A indignação social e mediática aumentou a pressão pública sobre as autoridades para intensificarem a investigação. No entanto, à medida que a pressão crescia, Villar permaneceu escondido e a princípio não cooperou com o julgamento, o que permitiu a perda de provas importantes.
A defesa sustentou que o jovem permaneceu em Lima e sob supervisão médica, mas em 26 de fevereiro de 2026 o Tribunal ordenou e a PNP realizou a detenção temporária de Adrián Villar numa casa em Miraflores. Após sua prisão, a polícia anunciou que Villar havia viajado para Cajamarca em 21 de fevereiro, no meio de uma investigação e à medida que aumentava a atenção da mídia. Esta informação, conhecida após a detenção, destruiu o álibi apresentado por quem o rodeava e reforçou a percepção do perigo do avião.

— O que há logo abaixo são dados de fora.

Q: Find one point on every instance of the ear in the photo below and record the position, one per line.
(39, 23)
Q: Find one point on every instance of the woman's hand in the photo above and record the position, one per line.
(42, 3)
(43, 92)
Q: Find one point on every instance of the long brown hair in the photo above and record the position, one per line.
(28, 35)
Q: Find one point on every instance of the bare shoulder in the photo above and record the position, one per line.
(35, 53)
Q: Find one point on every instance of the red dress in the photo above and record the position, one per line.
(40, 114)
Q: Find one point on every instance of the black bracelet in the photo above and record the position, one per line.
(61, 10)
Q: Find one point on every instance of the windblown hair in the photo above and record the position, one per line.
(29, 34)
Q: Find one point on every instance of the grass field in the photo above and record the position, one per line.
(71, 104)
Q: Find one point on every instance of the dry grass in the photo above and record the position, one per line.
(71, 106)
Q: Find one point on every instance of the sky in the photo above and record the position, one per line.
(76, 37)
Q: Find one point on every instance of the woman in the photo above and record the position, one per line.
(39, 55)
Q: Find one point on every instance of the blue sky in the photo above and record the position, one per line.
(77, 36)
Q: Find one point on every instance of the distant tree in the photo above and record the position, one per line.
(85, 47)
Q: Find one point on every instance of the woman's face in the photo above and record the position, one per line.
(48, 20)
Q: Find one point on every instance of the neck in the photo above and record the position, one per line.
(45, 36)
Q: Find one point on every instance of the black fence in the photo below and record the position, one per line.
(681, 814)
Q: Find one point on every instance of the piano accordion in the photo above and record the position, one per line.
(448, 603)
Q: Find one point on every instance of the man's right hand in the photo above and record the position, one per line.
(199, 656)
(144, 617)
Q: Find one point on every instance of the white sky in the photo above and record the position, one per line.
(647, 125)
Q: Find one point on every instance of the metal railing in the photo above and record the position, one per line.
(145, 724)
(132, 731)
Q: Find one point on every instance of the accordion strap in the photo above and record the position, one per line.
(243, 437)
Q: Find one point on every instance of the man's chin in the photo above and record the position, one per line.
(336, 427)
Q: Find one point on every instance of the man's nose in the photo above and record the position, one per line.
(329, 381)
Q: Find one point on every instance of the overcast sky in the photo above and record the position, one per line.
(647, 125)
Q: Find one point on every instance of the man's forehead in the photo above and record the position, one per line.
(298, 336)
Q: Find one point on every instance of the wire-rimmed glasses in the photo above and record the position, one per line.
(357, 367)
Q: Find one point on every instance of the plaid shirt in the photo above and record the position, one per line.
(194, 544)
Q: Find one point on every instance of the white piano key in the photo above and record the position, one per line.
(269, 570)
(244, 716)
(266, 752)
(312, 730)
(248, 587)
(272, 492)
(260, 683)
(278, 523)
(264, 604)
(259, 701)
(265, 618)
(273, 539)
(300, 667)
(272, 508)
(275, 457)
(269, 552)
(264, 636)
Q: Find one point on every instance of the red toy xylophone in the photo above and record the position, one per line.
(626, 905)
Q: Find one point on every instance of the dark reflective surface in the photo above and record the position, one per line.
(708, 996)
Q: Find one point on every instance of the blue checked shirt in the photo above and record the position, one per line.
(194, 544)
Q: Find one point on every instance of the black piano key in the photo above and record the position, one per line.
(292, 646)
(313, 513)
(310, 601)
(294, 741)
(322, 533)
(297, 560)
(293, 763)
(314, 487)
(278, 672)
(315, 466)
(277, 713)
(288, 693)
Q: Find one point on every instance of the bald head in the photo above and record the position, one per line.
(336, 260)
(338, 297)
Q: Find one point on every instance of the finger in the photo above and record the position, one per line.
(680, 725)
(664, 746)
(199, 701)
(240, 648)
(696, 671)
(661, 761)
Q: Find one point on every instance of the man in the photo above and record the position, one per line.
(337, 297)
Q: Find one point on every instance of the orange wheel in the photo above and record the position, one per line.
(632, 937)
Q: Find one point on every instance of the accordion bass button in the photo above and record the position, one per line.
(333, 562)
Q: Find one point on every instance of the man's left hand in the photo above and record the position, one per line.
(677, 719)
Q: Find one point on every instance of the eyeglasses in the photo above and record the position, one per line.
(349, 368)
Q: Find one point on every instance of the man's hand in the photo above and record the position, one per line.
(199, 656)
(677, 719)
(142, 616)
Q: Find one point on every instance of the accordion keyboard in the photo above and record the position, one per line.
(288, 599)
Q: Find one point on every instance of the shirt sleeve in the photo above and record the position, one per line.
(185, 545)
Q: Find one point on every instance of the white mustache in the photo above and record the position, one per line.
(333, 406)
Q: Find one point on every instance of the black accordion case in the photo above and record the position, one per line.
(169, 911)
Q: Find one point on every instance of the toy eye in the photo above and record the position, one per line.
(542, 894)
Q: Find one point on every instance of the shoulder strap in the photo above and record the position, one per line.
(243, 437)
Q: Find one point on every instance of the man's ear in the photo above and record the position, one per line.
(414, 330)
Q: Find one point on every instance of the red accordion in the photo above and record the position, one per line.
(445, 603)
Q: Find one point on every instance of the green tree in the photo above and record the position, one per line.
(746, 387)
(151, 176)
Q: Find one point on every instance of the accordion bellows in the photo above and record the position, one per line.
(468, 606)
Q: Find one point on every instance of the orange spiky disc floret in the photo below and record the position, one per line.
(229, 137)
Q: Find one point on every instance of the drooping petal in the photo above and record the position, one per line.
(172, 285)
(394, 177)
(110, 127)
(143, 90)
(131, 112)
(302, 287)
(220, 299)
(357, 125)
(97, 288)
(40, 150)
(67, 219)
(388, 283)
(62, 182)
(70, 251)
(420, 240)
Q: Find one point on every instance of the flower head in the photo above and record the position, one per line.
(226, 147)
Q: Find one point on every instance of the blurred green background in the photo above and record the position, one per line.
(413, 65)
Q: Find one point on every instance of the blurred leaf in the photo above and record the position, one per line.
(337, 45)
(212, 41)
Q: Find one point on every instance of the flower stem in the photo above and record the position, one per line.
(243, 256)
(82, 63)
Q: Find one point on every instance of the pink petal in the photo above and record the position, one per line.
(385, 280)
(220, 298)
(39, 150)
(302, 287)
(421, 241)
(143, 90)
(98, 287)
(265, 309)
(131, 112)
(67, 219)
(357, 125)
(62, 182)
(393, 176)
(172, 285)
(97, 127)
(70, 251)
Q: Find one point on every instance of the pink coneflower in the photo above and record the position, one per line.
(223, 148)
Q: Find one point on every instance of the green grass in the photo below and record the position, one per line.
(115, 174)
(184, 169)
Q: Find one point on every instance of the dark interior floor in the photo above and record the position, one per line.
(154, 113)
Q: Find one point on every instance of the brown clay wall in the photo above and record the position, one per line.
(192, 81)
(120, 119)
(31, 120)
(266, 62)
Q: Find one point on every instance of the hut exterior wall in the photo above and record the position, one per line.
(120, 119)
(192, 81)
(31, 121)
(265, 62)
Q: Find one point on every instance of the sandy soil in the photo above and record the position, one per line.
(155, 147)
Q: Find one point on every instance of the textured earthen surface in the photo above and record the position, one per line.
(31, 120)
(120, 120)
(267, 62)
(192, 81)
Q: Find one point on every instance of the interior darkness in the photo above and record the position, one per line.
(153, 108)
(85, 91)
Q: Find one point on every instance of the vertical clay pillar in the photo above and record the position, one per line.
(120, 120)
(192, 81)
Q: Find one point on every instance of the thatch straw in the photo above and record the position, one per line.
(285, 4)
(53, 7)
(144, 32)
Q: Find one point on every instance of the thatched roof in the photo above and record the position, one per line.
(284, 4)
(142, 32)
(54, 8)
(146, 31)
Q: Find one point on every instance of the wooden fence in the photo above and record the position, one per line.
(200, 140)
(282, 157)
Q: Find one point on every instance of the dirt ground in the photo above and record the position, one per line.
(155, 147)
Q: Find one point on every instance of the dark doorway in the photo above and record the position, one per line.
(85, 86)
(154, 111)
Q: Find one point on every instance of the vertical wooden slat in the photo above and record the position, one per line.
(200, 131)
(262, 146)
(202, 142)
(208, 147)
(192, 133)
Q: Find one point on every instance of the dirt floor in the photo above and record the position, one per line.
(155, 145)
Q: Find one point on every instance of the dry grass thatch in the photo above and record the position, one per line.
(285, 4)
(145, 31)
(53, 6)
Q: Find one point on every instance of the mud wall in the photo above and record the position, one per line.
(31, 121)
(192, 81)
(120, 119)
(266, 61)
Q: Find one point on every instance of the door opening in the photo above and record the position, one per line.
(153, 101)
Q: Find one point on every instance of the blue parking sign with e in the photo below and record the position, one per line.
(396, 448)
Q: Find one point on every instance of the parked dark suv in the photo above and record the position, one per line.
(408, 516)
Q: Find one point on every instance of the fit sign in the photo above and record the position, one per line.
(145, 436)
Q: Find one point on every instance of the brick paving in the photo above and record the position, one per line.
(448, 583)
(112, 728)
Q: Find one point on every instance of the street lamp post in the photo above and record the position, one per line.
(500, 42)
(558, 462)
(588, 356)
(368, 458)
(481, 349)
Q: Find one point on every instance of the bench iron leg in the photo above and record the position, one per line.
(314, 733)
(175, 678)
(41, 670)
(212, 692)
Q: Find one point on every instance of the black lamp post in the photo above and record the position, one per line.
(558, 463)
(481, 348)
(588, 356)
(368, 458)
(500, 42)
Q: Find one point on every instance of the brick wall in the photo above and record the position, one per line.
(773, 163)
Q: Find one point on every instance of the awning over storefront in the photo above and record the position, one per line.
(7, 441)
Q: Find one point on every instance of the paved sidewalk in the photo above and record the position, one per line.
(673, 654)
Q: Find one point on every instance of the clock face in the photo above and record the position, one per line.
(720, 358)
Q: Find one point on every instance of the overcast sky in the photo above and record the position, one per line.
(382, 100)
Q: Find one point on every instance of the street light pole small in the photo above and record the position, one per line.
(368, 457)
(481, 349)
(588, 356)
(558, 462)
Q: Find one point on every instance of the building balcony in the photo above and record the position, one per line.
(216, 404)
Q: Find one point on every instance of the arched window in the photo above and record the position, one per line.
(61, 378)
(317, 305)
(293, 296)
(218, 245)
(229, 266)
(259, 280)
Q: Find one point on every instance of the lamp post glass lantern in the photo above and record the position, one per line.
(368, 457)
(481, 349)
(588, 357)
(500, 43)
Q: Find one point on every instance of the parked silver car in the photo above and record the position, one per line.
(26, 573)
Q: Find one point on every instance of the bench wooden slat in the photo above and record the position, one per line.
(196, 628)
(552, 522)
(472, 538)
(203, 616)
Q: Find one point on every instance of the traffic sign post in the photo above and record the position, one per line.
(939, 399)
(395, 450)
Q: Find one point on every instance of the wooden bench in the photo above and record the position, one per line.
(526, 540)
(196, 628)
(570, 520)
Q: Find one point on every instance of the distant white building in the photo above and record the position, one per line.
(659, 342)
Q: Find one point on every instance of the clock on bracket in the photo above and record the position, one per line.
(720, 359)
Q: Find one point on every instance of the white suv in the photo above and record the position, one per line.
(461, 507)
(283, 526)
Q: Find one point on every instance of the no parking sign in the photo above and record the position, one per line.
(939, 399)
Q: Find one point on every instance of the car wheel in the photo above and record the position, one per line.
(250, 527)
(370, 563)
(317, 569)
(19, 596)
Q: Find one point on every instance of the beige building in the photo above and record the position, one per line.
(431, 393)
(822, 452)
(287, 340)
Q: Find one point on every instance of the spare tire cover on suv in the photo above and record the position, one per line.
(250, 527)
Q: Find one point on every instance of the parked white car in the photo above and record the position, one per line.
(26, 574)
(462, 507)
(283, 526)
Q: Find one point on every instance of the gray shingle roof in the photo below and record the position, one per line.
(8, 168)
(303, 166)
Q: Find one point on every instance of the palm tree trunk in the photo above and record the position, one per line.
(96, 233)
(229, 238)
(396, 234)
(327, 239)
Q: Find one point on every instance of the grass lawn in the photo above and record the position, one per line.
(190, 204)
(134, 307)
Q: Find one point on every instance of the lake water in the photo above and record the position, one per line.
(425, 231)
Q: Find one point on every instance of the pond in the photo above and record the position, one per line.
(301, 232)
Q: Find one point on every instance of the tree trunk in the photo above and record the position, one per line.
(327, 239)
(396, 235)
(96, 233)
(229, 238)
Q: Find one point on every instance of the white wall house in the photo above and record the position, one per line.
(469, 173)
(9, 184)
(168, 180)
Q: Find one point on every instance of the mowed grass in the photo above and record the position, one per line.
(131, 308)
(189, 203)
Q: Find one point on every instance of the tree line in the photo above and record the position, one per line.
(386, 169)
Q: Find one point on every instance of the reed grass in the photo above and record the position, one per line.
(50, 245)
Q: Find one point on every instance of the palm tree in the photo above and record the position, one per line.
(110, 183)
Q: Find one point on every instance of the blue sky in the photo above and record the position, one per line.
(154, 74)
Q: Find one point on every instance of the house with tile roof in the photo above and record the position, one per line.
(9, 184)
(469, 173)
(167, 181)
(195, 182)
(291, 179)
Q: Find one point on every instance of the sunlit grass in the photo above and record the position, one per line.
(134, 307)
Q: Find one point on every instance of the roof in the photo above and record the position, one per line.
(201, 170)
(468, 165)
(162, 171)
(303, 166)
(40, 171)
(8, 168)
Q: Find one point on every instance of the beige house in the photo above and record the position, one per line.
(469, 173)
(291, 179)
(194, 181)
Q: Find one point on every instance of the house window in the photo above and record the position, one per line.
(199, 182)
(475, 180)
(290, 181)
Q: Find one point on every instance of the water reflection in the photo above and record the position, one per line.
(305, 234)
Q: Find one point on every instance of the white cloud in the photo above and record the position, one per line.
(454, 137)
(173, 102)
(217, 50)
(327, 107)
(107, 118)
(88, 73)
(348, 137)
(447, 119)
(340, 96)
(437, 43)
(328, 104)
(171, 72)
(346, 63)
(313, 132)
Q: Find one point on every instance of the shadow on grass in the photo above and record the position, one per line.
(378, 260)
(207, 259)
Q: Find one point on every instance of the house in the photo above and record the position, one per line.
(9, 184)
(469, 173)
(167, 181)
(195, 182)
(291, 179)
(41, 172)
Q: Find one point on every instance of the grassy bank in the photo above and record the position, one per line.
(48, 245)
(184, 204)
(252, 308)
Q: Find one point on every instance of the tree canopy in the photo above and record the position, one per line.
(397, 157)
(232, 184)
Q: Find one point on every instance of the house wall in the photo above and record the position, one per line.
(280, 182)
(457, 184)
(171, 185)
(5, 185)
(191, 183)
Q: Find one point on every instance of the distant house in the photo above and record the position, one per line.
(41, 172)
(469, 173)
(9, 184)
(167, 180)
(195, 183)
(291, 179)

Nesse sentido, a Procuradoria Provincial de San Isidro-Lince prorrogou o investigação e incluído na análise Marisel Linares pela sua privacidade pessoal, devido à sua participação na reunião pós-acidente e à falta de documentos legais para a transferência do veículo.
Além disso, a namorada de Villar, Francesca Montenegro, foi chamada para depor porque sua casa foi usada pelos réus como abrigo após o ataque. O Ministério Público investiga se houve conspiração ou encobrimento de seu envolvimento, já que Villar permaneceu no local horas após o ocorrido.
A situação jurídica do carro envolvido no acidente também foi questionada. Segundo Percy Sampén, advogado de Marisel Linares, a transferência do carro em nome de Adrián Villar Chirinos foi feita através de documento com selo notarial, embora tenha admitido que o procedimento foi “sem formalidades”. O tabelião Carpio Vélez informou que não há registro oficial ou documento público da doação em seu arquivo, mas a defesa sustenta que a validade da lei independe do procedimento. Entretanto, Villar Chirinos continua sob custódia, depois de completar 72 horas de prisão preventiva, e o Ministério Público solicitou nove meses.